O pensador Byung-Chul Han comentou que a preocupação e o ócio causam um esgotamento psicológico coletivo. Definiu o coronavírus como “vírus do cansaço”. Em entrevista ao portal de notícias Infobae, explicou que o corona blues também pode ser uma forma de esgotamento. Para ele, a sociedade capitalista em que vivemos propicia o aumento do esgotamento psicológico, físico e emocional.
Preocupados com os boletos no final do mês, os trabalhadores se privam de uma vida de qualidade e passam o mês pagando contas. Dessa forma o cansaço físico e mental se instala numa proporção inimaginável. Reflito sobre isso ao ler nos portais brasileiros que o apresentador Tiago Leifert vai deixar a Globo no final deste ano, no auge da carreira, salário milionário, ninguém entende os motivos.
Não seria uma pausa para essa busca por mais qualidade de vida? A mulher dele, a jornalista Daiana Garbin, também saiu da emissora há alguns anos e parece estar muito feliz. Sorte de quem pode fazer escolhas certeiras aos 40 anos, vida inteira pela frente. Poucos têm esse privilégio, ainda mais no Brasil.
Espelho digital é cruel
A pandemia também revelou que o mundo digital não é assim tão perfeito. Falta abraço, beijo, olho no olho, contato real, presença física. Nunca vivemos um momento tão solitário e desumano como o atual, concorda? Nos últimos tempos, até sexo se faz on-line, pelo fato de ser mais seguro, mas a falta de contato físico muitas vezes leva quem faz a se sentir como um boneco de borracha. Falta emoção, troca, singularidade.
Na sociedade do cansaço e do esgotamento (burnout), ficamos presos, atados, sem liberdade. Pouco lazer, muito cansaço.
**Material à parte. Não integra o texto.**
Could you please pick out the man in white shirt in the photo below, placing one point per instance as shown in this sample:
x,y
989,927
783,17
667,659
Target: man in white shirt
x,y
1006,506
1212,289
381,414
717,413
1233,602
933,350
O filósofo Byung-Chul Han cita ainda os efeitos do narcisismo do Zoom, que fez aumentar a procura por cirurgias estéticas nesse período pandêmico. A tela expõe nossas imperfeições, como rugas, olheiras e manchas.
Fala-se de uma “dismorfia do Zoom”, preocupação excessiva com falhas na aparência física. O espelho digital é cruel, e isso também nos deixa cansados.
Como diz o pensador, “precisamos de um tempo próprio que o sistema produtivo não nos deixa ter; necessitamos de um tempo livre, que significa ficar parado, sem nada produtivo a fazer, mas que não deve ser confundido com um tempo de recuperação para continuar trabalhando; o tempo trabalhado é tempo perdido, não é um tempo para nós”.
Terapia, caminhadas, orações, meditação, retorno às origens, pausa, o que pode nos ajudar? Cada um tem que parar e refletir sobre o que é possível fazer para suavizar a rotina.
Coisas simples ajudam: deixar um bolo na portaria do prédio, como uma amiga querida fez comigo num domingo à tarde, gesto de pura ternura. Também vale trocar livros, indicar bons autores, ter um zap com pessoas muito importantes na vida da gente, enfim, pequenas coisas que nos aproximam das pessoas. Sem exaustão, por favor!